# Composite Function

## Basic Concept

Given two functions, $$f(x)$$ and $$g(x)$$, both functions can create composite functions $$fg$$ and $$gf$$.

Composite function $$fg$$

Composite function of $$fg$$ can be done by substituting the function of g into the function of f.

One condition must be satisfied, range of function of g is subset of domain of function of f ($$R_g \subseteq D_f$$)

Composite function $$gf$$

Composite function of $$gf$$ can be done by substituting the function of f into the function of g.

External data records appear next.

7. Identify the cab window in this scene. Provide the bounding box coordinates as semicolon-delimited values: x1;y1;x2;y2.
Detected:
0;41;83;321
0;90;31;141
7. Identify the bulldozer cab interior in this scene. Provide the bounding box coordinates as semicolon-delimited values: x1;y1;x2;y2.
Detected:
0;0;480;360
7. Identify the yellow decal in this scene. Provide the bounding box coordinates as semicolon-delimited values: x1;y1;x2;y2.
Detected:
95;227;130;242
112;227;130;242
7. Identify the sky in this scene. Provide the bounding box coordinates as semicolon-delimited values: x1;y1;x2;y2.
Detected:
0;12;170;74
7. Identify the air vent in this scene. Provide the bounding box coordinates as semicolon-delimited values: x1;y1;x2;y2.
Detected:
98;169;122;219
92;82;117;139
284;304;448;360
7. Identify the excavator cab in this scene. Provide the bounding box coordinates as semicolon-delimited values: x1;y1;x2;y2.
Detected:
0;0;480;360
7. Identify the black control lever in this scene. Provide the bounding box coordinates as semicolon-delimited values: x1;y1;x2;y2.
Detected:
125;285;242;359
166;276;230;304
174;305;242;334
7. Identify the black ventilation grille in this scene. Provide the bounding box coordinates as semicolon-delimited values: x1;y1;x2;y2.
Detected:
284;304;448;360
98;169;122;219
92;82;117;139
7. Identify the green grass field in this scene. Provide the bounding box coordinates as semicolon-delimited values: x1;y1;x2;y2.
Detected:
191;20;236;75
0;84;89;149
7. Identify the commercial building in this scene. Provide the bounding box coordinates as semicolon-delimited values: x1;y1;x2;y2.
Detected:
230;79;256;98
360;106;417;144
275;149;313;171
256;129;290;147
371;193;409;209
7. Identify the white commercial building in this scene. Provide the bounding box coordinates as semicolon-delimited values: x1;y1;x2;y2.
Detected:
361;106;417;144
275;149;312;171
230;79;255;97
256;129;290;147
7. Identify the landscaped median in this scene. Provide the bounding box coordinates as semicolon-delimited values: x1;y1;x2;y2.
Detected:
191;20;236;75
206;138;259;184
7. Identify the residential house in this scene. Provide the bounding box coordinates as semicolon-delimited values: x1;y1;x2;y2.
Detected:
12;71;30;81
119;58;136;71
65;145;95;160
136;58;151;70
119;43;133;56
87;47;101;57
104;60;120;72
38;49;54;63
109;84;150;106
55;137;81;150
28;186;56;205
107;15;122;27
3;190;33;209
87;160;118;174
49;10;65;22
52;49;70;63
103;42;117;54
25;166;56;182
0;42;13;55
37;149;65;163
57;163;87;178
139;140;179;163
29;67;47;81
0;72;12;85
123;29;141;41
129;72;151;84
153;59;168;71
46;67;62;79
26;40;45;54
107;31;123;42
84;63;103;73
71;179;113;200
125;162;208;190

One condition must be satisfied, range of function of f is subset of domain of function of g ($$R_f \subseteq D_g$$)

###### Example 1

Given two functions:

$$f(x) = x^2, \: x \in R$$

$$g(x) = \sqrt{x}, \: x \geq 0$$

(i) determine if composite function $$fg$$ exists

(ii) determine the composite functions $$fg$$ if it exists

(i) determine if composite function $$fg$$ exists

Composite function $$fg$$ is exist if $$R_g \subseteq D_f$$

$$R_g: y \geq 0$$

$$D_f: x \in R$$

Since $$R_g$$ is a subset of $$D_f$$, $$R_g \subseteq D_f$$, hence composite function $$fg$$ exists

(ii) determine the composite functions $$fg$$ if it exists

Substiitute the function g into the function f

\begin{equation*} \begin{split} fg & = (\sqrt{x})^2 \\ fg & = x \end{split} \end{equation*}

###### Example 2

Given two functions:

$$f(x) = 2x + 5, \: x \in R$$

$$g(x) = \ln x, \: x > 0$$

(i) determine if composite function $$gf$$ exists

(ii) determine the composite functions $$gf$$ if it exists

(i) determine if composite function $$gf$$ exists

Composite function $$gf$$ is exist if $$R_f \subseteq D_g$$

$$R_f: y \in R$$

$$D_g: x > 0$$

Since $$R_f$$ is not a subset of $$D_g$$, $$R_f \nsubseteq D_g$$, hence composite function $$gf$$ does not exist

(ii) determine the composite functions $$gf$$ if it exists

The composite function $$gf$$ does not exist.